After presenting the executives in attendance at the GRP Advisor Alliance 2016 Industry Leaders Conference recently in Haines, Alaska with colorful, comfortable socks (in keeping with the “shoe fits” theme), the Portland, Oregon-based marketing expert and speaker described what can be done.
“I can do a 1031 swap online in my pajamas,” the author of Deconstructing Digital: Simple Ways to Connect with Your Next-Generation Financial Clients and 100 Social Media Success Tips, explains. “It’s just not the same with advisory services. When I look at advisors, they have not changed the way they sell.”
Pointing to Al Gore’s “invention of the Internet” in 1995, she says it’s been a decades-long stagnation in the evolution of advisor marketing.

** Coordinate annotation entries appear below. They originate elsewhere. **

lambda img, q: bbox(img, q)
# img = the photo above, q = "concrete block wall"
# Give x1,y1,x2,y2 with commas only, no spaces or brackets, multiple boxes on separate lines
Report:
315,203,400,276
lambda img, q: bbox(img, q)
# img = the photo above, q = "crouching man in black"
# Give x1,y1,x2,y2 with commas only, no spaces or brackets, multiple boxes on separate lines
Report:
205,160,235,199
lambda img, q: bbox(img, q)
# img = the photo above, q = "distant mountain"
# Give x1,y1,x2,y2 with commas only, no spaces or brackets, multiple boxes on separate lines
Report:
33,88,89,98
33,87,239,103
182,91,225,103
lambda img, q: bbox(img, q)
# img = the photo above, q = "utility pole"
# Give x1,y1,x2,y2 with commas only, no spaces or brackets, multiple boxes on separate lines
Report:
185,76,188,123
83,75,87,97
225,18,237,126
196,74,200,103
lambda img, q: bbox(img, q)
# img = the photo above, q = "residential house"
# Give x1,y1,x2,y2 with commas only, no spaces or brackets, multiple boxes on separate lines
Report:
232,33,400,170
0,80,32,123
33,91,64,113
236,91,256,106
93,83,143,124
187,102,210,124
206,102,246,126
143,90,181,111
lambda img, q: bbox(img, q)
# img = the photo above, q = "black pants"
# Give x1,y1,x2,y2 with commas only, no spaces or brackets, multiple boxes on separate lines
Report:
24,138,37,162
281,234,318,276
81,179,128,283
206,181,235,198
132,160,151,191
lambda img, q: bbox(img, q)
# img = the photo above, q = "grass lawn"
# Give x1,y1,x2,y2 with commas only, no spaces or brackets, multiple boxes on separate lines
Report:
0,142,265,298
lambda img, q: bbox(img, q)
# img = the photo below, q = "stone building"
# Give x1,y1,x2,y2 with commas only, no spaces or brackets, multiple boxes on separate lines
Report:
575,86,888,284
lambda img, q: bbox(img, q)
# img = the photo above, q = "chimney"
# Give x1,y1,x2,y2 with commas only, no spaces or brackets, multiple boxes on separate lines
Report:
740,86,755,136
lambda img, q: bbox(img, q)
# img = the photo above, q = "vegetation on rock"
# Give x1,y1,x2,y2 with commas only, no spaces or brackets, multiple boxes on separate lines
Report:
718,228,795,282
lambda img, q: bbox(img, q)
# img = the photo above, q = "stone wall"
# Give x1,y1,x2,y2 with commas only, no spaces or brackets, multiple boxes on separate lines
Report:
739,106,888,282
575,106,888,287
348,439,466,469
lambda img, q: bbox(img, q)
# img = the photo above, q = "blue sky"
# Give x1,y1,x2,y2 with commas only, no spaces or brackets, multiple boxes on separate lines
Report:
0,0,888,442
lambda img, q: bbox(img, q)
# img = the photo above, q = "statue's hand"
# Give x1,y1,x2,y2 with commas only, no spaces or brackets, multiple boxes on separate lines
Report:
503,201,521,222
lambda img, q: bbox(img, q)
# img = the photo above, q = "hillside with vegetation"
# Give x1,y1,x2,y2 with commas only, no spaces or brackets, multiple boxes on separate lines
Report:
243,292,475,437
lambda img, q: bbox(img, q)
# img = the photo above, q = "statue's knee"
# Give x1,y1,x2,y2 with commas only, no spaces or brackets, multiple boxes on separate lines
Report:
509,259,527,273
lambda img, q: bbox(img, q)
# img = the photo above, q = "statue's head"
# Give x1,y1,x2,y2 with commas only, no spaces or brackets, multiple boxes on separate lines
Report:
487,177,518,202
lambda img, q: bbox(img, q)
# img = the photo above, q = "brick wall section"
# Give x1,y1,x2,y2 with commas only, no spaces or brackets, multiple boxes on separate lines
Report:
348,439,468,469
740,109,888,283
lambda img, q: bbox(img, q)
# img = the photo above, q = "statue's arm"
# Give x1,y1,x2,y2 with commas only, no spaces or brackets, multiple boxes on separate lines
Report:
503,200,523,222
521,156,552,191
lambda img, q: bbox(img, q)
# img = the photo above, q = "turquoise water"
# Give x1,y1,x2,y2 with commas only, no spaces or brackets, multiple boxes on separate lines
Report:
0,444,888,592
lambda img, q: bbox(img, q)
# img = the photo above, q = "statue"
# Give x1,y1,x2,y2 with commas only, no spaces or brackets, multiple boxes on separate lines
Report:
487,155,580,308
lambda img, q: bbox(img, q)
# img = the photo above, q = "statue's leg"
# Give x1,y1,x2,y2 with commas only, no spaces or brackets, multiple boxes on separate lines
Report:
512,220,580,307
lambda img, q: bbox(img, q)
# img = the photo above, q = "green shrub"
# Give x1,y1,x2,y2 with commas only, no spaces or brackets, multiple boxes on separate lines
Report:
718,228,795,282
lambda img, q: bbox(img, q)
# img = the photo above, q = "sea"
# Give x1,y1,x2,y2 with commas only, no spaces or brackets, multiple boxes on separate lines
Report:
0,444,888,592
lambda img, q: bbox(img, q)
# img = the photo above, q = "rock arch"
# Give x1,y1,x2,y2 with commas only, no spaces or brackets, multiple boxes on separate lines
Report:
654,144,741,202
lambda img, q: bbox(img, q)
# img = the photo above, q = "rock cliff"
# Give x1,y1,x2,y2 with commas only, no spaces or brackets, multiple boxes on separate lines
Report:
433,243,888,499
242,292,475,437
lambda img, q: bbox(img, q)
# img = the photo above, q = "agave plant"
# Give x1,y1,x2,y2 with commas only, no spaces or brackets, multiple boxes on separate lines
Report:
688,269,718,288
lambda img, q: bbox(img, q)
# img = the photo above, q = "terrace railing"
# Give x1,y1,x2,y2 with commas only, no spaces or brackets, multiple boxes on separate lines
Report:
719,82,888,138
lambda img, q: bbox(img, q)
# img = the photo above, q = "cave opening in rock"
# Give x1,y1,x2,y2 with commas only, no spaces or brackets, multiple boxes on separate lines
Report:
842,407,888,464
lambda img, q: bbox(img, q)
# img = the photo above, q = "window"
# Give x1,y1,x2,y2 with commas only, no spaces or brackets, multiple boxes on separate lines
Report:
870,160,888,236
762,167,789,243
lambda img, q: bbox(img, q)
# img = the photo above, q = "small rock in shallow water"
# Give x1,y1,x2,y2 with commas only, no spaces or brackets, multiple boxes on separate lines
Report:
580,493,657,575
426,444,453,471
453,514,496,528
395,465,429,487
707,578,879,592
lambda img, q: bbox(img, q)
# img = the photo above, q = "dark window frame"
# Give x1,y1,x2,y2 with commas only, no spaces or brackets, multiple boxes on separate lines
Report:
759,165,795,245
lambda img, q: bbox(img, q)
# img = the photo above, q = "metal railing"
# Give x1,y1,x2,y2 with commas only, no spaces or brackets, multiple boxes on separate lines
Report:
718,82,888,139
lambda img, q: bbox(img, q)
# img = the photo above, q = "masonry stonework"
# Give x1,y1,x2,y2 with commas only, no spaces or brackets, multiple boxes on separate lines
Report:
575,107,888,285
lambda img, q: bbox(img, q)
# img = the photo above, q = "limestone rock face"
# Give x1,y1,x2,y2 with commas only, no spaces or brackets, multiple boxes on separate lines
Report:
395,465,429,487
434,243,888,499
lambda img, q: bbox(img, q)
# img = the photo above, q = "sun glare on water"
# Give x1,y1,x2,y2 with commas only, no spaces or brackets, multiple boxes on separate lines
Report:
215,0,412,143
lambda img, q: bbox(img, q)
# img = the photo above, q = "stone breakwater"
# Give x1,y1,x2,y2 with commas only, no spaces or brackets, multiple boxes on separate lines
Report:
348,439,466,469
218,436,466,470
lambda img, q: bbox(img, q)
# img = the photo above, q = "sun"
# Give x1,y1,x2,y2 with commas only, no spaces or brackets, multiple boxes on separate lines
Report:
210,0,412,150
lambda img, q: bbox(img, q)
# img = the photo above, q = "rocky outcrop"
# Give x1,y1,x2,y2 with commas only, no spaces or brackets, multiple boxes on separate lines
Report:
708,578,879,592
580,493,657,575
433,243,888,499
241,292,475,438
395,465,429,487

“I’ll note advisors have changed the way they buy, as we all have, especially with the advent of online retail and distribution options, but they have not changed how they sell.”
The solution has to do with their aforementioned brand, something Fitts says they usually think of once, when they name the company and develop a logo, and that’s it.
“They don’t think of their brand as a competitive advantage, but that’s exactly what it is. We call it ‘your brand, your business, your bottom line.'”
Noting the advisor’s brand is a client-service strategy, she concludes, “The best way to fight commoditization is with superior client service. Starbucks does it, Zappos does it, good hotels do it, and really smart advisory firms are doing it.”